Big data, the enhanced ability to collect, store and analyze previously unimaginable quantities of data in tremendous speed and with negligible costs, delivers immense benefits in marketing efficiency, healthcare, environmental protection, national security and more. While some privacy advocates may dispute the merits of sophisticated behavioral marketing practices or debate the usefulness of certain data sets to efforts to identify potential terrorists, few remain indifferent to the transformative value of big data analysis for government, science and society at large. At the same time, even big data evangelists should recognize the potentially ominous social ramifications of a surveillance society governed by heartless algorithmic machines.
In Judged by the Tin Man: Individual Rights in the Age of Big Data, Omer Tene and I present some of the privacy and non-privacy risks of big data as well as directions for potential solutions. In a previous paper, we argued that the central tenets of the current privacy framework – the principles of data minimization and purpose limitation – are severely strained by the big data technological and business reality. Here, we assess some of the other problems raised by pervasive big data analysis. In their book, “A Legal Theory for Autonomous Artificial Agents,” Samir Chopra and Larry White note that “as we increasingly interact with these artificial agents in unsupervised settings, with no human mediators, their seeming autonomy and increasingly sophisticated functionality and behavior raise legal and philosophical questions.”

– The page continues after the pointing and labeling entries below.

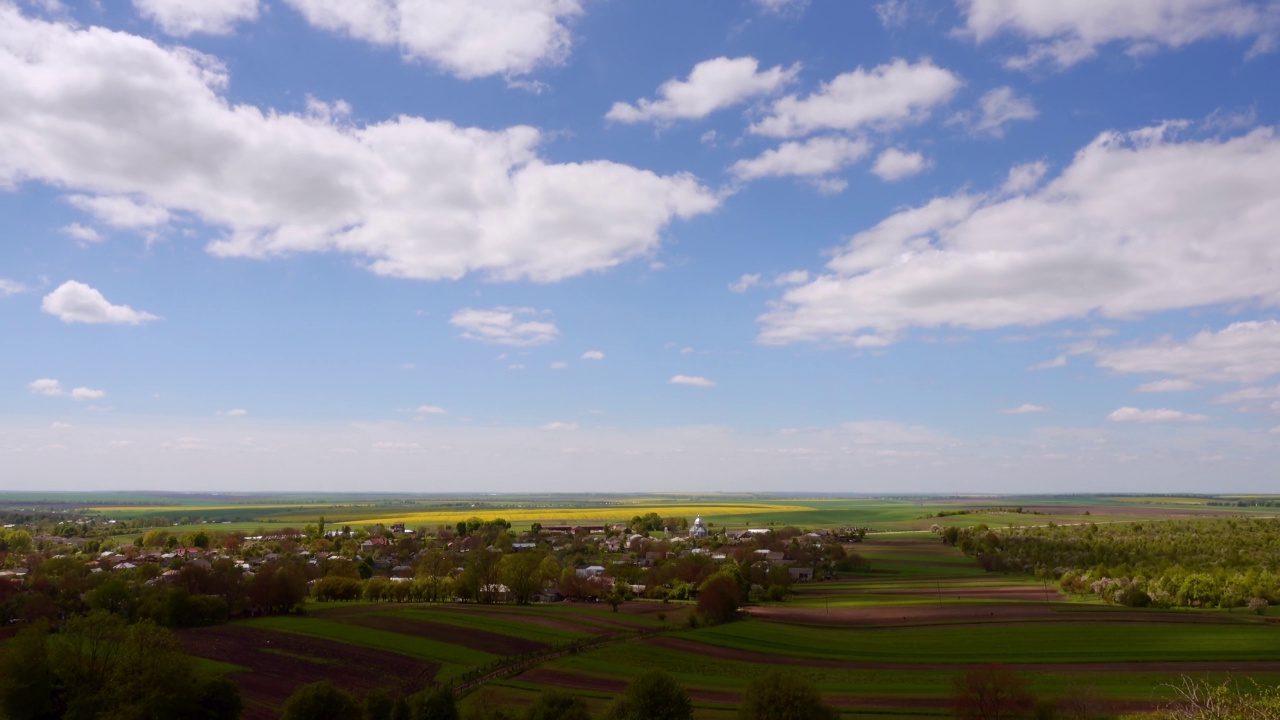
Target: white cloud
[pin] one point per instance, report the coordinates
(1249, 395)
(782, 5)
(46, 386)
(78, 302)
(1024, 177)
(82, 233)
(895, 164)
(1060, 361)
(691, 381)
(503, 326)
(1064, 33)
(12, 287)
(1161, 415)
(712, 85)
(120, 212)
(1168, 386)
(389, 446)
(466, 37)
(886, 95)
(86, 393)
(416, 199)
(1119, 233)
(781, 279)
(190, 17)
(1240, 352)
(187, 442)
(1024, 409)
(745, 283)
(996, 109)
(812, 158)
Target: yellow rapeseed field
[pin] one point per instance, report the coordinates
(570, 515)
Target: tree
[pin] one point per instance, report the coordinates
(320, 701)
(434, 705)
(653, 696)
(521, 573)
(784, 696)
(558, 705)
(720, 598)
(990, 692)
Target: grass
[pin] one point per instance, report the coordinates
(453, 660)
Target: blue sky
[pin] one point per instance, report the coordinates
(566, 245)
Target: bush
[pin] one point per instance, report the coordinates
(320, 701)
(558, 705)
(653, 696)
(784, 696)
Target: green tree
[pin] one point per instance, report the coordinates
(320, 701)
(653, 696)
(784, 696)
(434, 705)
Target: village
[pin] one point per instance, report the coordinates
(210, 575)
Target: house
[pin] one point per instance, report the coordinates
(801, 574)
(699, 529)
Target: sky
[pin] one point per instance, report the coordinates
(895, 246)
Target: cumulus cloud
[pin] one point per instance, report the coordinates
(814, 156)
(885, 96)
(691, 381)
(1119, 233)
(1160, 415)
(504, 326)
(895, 164)
(1249, 395)
(996, 109)
(82, 233)
(748, 282)
(78, 302)
(466, 37)
(782, 5)
(86, 393)
(1168, 386)
(120, 212)
(415, 197)
(1024, 177)
(711, 86)
(1240, 352)
(1065, 33)
(190, 17)
(1024, 409)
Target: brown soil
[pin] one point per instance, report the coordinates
(572, 680)
(278, 662)
(1051, 668)
(483, 641)
(973, 614)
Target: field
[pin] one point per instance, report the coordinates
(266, 513)
(878, 645)
(885, 643)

In this article we argue that the focus on the machine is a distraction from the debate surrounding data-driven ethical dilemmas, such as privacy, fairness and discrimination. The machine may exacerbate, enable, or simply draw attention to the ethical challenges, but it is humans who must be held accountable. Instead of vilifying machine-based data analysis and imposing heavy-handed regulation, which in the process will undoubtedly curtail highly beneficial activities, policymakers should seek to devise agreed-upon guidelines for ethical data analysis and profiling. Such guidelines would address the use of legal and technical mechanisms to obfuscate data; criteria for calling out unethical, if not illegal, behavior; categories of privacy and non-privacy harms; and strategies for empowering individuals through access to data in intelligible form.
Many of the leading academics in the U.S. will be convening on September 10 in Washington to debate strategies to reconcile Big Data and Privacy. Wish us luck!